Pour le super organisme cogno-technoscientifique (comme d’ailleurs
pour la fourmilière) les représentations du monde
qu’il se donne et qui lui servent à construire sa niche
sont bonnes tant qu’elles « marchent, même approximativement.
Si ce n’est pas le cas, les générateurs de complexité
au sein du super organisme (autrement dit les individus s’étant
qualifiés comme inventeurs ou plus exactement les mèmes
qui bouillonnent en désordre dans leurs têtes), proposeront
d’autres solutions qui seront à leur tour mises à
l’épreuve. Ainsi va le progrès technoscientifique.
Le
présent article, en application de ce qui précède,
ne doit pas être considéré comme le produit
d’un cerveau isolé, ni même d’un cerveau
collectif. Il exprime sous une forme langagière communicable,
la façon dont, à tort ou à raison, les agents
d’introspection d’un sous-ensemble du superorganisme
cognitif des humains technoscientifiques se représentent
le monde sur le moment. Nous pourrons dire que ce sous-ensemble
regroupe les tenants du matérialisme scientifique –
ou plus modestement, de quelques uns des tenants du matérialisme
scientifique, ceux précisément qui se reconnaîtront
dans cet article. Si la représentation du monde résumée
par celui-ci améliore en quelque façon les capacités
de survie du groupe, elle se développera et donnera naissance
à de nouvelles générations de points de vue.

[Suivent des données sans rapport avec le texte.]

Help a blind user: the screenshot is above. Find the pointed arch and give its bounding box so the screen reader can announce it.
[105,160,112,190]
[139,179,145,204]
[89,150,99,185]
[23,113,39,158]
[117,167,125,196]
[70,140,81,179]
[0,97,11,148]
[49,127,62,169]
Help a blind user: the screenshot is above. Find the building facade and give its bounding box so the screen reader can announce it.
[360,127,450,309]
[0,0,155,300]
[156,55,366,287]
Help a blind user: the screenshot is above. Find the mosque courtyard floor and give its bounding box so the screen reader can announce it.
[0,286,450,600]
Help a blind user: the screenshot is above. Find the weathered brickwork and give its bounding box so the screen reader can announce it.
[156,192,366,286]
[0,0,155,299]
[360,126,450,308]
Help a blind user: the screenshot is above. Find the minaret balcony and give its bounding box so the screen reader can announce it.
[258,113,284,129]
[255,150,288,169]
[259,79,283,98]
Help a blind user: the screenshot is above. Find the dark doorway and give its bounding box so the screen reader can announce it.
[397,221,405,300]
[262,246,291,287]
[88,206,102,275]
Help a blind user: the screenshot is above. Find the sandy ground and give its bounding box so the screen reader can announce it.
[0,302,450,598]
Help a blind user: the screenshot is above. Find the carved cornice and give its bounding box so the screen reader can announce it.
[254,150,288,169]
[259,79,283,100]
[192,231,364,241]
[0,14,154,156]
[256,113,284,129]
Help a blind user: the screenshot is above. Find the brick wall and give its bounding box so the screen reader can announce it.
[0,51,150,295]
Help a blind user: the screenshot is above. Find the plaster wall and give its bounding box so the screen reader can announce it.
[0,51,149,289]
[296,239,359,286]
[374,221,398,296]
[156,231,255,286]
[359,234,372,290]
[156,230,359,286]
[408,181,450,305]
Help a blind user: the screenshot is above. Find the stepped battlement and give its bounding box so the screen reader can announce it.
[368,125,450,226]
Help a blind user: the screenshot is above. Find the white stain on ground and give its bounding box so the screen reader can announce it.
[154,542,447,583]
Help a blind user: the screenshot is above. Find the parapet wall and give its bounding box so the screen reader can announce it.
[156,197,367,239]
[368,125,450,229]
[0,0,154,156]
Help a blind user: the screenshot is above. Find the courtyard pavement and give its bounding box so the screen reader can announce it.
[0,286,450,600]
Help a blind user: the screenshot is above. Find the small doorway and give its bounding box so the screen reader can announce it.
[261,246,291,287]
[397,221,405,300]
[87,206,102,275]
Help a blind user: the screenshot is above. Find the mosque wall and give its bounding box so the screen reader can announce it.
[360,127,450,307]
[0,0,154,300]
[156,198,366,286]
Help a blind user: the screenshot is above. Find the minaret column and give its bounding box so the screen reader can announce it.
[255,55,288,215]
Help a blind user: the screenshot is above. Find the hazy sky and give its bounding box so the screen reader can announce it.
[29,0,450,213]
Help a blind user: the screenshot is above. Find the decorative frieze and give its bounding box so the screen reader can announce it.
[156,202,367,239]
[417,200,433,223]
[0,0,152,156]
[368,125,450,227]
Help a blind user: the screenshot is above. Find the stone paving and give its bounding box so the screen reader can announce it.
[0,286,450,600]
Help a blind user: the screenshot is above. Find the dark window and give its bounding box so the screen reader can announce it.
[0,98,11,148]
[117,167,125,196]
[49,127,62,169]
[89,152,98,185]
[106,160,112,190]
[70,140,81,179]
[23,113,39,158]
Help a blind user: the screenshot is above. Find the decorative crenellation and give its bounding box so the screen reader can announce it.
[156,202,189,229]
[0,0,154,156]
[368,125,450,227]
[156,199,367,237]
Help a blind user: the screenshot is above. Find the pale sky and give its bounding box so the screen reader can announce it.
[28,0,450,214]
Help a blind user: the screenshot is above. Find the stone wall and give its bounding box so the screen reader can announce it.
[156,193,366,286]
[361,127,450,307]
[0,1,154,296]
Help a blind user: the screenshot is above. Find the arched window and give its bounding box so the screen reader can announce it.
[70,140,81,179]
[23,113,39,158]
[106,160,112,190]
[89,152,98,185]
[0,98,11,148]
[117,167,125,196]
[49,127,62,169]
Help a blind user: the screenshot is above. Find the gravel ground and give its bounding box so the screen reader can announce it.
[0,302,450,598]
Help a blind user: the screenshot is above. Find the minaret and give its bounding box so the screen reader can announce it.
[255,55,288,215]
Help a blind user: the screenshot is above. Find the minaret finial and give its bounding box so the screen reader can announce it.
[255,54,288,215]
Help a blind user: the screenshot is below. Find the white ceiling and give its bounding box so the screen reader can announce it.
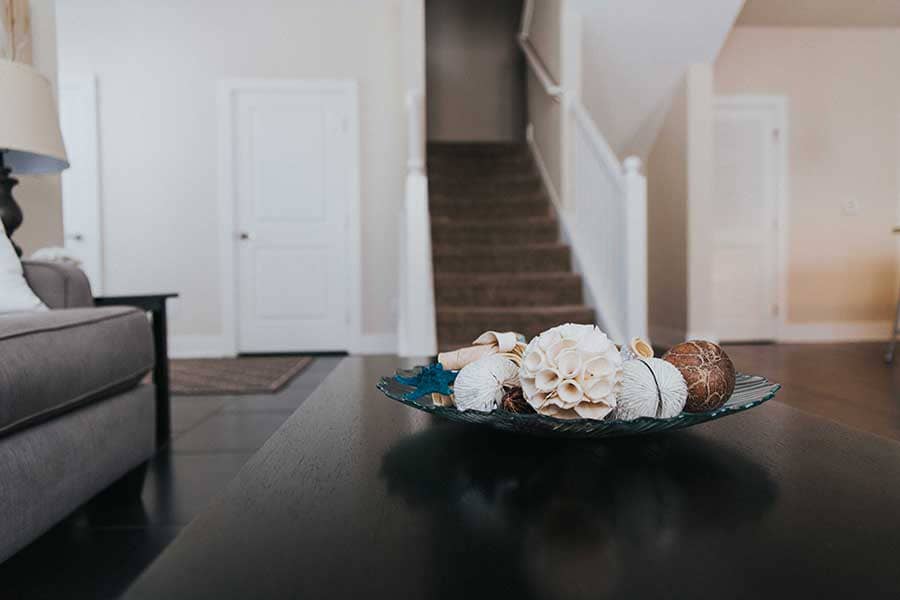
[736,0,900,27]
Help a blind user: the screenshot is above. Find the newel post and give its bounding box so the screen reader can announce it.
[397,90,437,357]
[623,156,648,339]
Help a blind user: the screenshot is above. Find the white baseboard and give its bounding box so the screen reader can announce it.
[169,333,397,358]
[778,321,893,343]
[169,335,233,358]
[353,333,397,356]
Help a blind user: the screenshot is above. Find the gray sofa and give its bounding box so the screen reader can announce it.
[0,262,155,562]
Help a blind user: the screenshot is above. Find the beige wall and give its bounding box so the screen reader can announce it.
[425,0,525,141]
[646,65,714,345]
[580,0,744,159]
[14,0,63,256]
[57,0,406,344]
[715,27,900,323]
[527,0,565,195]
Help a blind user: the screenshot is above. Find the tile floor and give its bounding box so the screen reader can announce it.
[0,356,341,600]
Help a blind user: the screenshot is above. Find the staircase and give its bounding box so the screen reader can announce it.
[428,142,594,350]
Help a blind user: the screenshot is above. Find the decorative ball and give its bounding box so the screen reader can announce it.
[663,340,735,412]
[453,354,519,412]
[500,387,535,415]
[519,323,622,419]
[615,358,687,421]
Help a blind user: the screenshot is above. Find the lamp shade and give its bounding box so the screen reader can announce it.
[0,60,69,174]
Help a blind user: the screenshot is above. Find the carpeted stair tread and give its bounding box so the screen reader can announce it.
[429,193,551,220]
[428,168,541,184]
[431,217,559,246]
[431,244,571,273]
[428,179,542,198]
[434,273,582,308]
[428,142,528,159]
[428,142,594,349]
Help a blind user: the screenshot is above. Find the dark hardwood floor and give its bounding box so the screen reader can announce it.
[725,343,900,441]
[0,344,900,599]
[0,357,341,600]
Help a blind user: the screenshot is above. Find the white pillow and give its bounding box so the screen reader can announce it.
[0,226,47,314]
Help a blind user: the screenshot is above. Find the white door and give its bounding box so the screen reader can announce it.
[710,96,785,341]
[59,76,103,295]
[231,82,357,353]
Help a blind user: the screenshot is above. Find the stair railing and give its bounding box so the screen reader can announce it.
[397,90,437,357]
[519,0,648,342]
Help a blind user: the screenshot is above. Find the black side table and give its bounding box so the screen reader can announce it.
[94,294,178,446]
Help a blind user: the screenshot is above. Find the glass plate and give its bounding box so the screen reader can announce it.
[377,364,781,438]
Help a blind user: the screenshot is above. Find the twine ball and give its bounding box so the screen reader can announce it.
[615,358,688,421]
[663,340,735,412]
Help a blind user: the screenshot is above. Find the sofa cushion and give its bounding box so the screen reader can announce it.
[0,307,153,436]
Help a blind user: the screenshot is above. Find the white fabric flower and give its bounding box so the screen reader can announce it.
[519,323,623,419]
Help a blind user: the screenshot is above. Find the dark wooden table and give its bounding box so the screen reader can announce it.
[94,294,178,446]
[126,358,900,600]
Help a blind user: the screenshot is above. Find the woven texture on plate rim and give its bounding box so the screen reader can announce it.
[377,365,781,438]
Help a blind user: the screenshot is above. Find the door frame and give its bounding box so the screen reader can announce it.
[57,73,106,296]
[216,79,362,356]
[713,94,790,342]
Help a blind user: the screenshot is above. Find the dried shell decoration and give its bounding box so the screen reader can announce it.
[614,358,687,421]
[519,323,622,419]
[438,331,525,371]
[619,338,653,361]
[453,354,519,412]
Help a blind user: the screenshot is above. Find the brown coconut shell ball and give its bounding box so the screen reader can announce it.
[663,340,734,412]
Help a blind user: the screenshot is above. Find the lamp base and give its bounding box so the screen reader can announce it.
[0,152,22,256]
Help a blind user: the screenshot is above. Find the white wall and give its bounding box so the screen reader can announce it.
[57,0,406,352]
[580,0,743,159]
[715,27,900,328]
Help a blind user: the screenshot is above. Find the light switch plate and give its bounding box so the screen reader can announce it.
[841,199,862,217]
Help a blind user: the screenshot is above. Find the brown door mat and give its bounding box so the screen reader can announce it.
[169,356,313,396]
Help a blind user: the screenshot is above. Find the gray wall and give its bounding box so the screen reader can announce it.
[425,0,525,141]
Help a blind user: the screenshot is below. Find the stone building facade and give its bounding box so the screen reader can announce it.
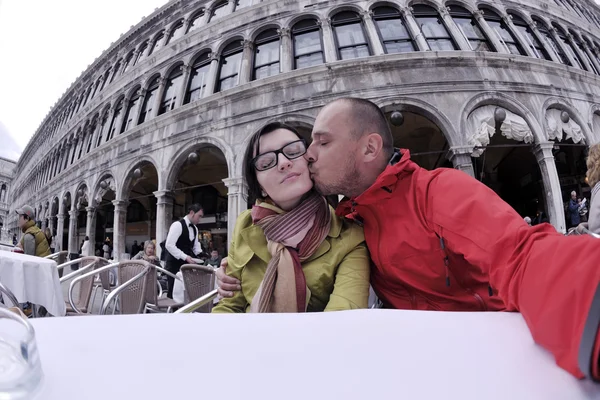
[9,0,600,257]
[0,157,17,243]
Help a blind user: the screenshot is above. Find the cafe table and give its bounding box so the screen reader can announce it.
[32,310,600,400]
[0,251,67,316]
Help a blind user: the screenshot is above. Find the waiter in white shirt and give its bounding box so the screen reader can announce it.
[165,203,204,299]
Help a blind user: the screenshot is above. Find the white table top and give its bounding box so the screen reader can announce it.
[0,251,67,316]
[32,310,600,400]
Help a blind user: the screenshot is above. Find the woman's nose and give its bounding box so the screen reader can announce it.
[277,153,292,171]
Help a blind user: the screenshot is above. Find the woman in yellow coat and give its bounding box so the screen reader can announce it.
[213,122,369,313]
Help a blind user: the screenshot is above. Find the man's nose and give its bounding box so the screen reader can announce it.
[277,153,292,171]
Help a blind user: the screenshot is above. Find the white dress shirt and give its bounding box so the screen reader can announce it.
[165,215,202,261]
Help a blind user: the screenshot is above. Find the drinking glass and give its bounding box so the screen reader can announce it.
[0,306,42,400]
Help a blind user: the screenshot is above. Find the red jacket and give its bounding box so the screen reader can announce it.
[337,150,600,379]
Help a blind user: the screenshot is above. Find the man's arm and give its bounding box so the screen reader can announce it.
[165,221,188,260]
[426,170,600,379]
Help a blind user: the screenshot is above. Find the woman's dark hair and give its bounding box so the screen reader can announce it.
[243,122,303,204]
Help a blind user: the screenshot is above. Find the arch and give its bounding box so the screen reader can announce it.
[460,92,548,143]
[327,4,365,19]
[164,136,236,190]
[216,35,245,54]
[378,96,458,146]
[541,97,593,145]
[248,22,281,42]
[117,154,161,200]
[90,169,119,208]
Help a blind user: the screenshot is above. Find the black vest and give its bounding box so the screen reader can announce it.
[167,219,198,272]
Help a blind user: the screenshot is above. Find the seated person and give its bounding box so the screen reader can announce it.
[213,122,369,313]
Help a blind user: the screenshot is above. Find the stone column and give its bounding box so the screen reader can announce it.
[203,53,221,97]
[530,21,562,64]
[438,7,471,51]
[548,26,577,67]
[84,207,96,256]
[175,65,192,108]
[448,147,475,178]
[317,18,337,63]
[473,10,507,54]
[502,15,537,58]
[238,40,254,85]
[277,28,294,73]
[400,7,430,51]
[533,142,566,233]
[154,190,174,257]
[69,210,79,260]
[223,177,248,243]
[55,214,65,251]
[113,200,128,261]
[567,32,594,74]
[146,77,167,117]
[361,11,385,56]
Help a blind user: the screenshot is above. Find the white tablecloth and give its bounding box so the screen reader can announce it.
[0,251,67,316]
[32,310,600,400]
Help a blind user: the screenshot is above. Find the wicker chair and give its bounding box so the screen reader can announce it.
[144,264,183,313]
[181,264,215,313]
[65,257,101,315]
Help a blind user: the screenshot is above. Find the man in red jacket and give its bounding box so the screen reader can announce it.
[218,98,600,380]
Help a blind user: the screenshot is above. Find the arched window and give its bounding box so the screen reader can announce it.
[331,11,371,60]
[122,51,133,74]
[187,10,204,33]
[167,20,183,44]
[569,31,598,75]
[480,8,527,56]
[106,99,123,142]
[148,33,165,55]
[531,17,571,65]
[413,4,458,51]
[253,29,280,79]
[110,60,121,83]
[133,43,148,65]
[138,77,160,125]
[208,0,233,22]
[292,19,325,69]
[508,13,552,61]
[373,7,417,54]
[448,5,493,51]
[552,23,586,71]
[158,67,183,115]
[120,90,140,133]
[185,53,210,104]
[216,40,243,92]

Sinon, elle disparaîtra, avec ceux qui l’ont construite
et qui la véhiculent.
Conclusion
L’histoire
décrite ici, nous l’avons plusieurs fois indiqué,
ne peut être considérée comme spécifique
à l’environnement terrestre. Ceci même si en
leur état actuel les observations spatiales et cosmologiques
ne peuvent pas confirmer son éventuelle portée universelle.
En
effet, l’évolution ne se limite évidemment pas
à ce qui se passe sur Terre. Tout laisse penser que les mêmes
mécanismes évolutifs se retrouvent dans le cosmos
tout entier. Certaines hypothèses proposent même aujourd’hui
l’idée que notre univers actuel, qui s’est révélé
étonnamment favorable à l’apparition de la vie
et de l’intelligence sur Terre, pourrait être le produit
d’une évolution cosmologique le faisant découler
d’univers moins propices. Notre univers pourrait lui-même,
à son tour, sous l’influence des organisations intelligentes
ayant réussi à s’y implanter et s’y étendre,
donner naissance à un univers encore plus favorable à
la vie et à l’intelligence(9).
Dans ce cas, des formes d’intelligence et de vie transposées
sur des supports résistant aux terribles contraintes de l’espace
physique extraterrestre pourraient peut-être modifier l’univers
actuel afin de le rendre plus habitable. De toutes façons,
comme ce processus prendrait des centaines d’années,
sinon plus, les modèles scientifiques cosmologiques dont
nous disposons se seront certainement modifiés. On peut espérer
qu’ils montreront à nos descendants des voies d’action
sur l’univers et des modes d’interaction avec d’autres
intelligences, plus faciles à mettre en œuvre que ceux
envisagées aujourd’hui. Mais pour aboutir à
quoi ? L’objectif se précisera vraisemblablement au
fur et à mesure que le temps s'écoulera. En parler
aujourd’hui serait très certainement réducteur
et mal informé.
Quoi qu’il en soit, aussi lointaines que paraissent ces perspectives,
elles font aussi partie, pensons-nous, d’un projet intéressant
le matérialisme fort tel que nous l’esquissons ici.